I would say the ratio values shown above for The Bahamas and Guinea-Bassau are also inaccurate for the same reason because of the inclusion of many islands.

It looks like the country with the highest legitimate water area to land area ratio is Malawi (0.2847). We would say that about 25% of Malawi is covered with water. The map further below makes that value look reasonable. Malawi, a landlocked country in southeastern Africa, is defined by its topography of highlands split by the Great Rift Valley and enormous Lake Malawi. The lake’s southern end falls within Lake Malawi National Park – sheltering diverse wildlife from colorful fish to baboons – and its clear waters are popular for diving and boating.
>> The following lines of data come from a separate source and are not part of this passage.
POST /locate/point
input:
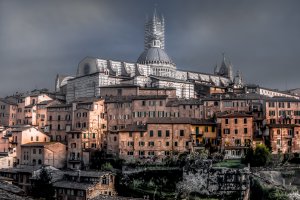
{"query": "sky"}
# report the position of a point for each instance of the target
(40, 39)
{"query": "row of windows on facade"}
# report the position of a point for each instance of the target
(150, 153)
(67, 118)
(67, 108)
(290, 132)
(236, 131)
(280, 104)
(159, 133)
(235, 121)
(26, 157)
(59, 127)
(152, 103)
(234, 104)
(284, 112)
(279, 142)
(84, 144)
(284, 121)
(237, 142)
(145, 114)
(152, 143)
(85, 135)
(36, 139)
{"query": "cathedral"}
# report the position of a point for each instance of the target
(153, 69)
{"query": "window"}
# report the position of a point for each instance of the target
(181, 133)
(130, 153)
(226, 131)
(159, 133)
(142, 143)
(151, 144)
(226, 121)
(167, 133)
(278, 141)
(131, 144)
(141, 153)
(105, 181)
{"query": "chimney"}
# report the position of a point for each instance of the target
(78, 179)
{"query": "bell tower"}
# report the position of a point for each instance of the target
(154, 30)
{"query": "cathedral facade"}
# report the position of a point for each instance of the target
(154, 68)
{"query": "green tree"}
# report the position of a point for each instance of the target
(42, 186)
(260, 156)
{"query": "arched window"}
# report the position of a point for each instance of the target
(86, 69)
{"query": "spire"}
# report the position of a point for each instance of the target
(216, 69)
(155, 30)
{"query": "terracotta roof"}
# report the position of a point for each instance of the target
(73, 185)
(84, 173)
(235, 114)
(282, 125)
(39, 144)
(116, 99)
(180, 120)
(8, 102)
(177, 102)
(134, 128)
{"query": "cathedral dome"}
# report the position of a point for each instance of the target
(155, 55)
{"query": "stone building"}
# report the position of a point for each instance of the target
(84, 185)
(153, 69)
(44, 153)
(59, 121)
(23, 135)
(284, 138)
(163, 137)
(236, 131)
(88, 133)
(8, 112)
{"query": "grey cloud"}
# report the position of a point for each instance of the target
(42, 38)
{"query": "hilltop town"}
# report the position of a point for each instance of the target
(121, 117)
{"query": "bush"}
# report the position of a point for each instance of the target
(260, 156)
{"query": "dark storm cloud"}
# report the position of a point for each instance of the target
(39, 39)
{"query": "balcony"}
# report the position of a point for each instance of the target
(14, 142)
(74, 160)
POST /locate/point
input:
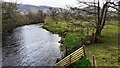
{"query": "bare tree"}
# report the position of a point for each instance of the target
(101, 15)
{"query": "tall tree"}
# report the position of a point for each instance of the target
(101, 15)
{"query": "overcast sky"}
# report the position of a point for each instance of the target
(54, 3)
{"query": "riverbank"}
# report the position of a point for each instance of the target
(105, 53)
(7, 27)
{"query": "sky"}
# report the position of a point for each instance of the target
(53, 3)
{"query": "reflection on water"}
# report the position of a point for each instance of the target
(30, 45)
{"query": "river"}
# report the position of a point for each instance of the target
(30, 45)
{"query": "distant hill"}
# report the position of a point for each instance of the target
(27, 7)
Peninsular Cape Maclear is known for its beach resorts.

In conclusion, I would say that no country has more than 30% of its land covered with water.

## Summary¶

I don't think I need to rehash all the observations described above.

It has been a great journey around the world discovering many things I didn't know about various countries! It sort of tweaked my interest in doing some travelling, when the time is right.

I suppose the most interesting thing I learned was about the Pitcairn Islands and Pitcairn itself being known as "Mutiny on the Bounty" Island and its history surrounding that!

I hope you enjoyed this very informative journey with me. Perhaps my next world project will be titled, "Around the World in 80 Ways".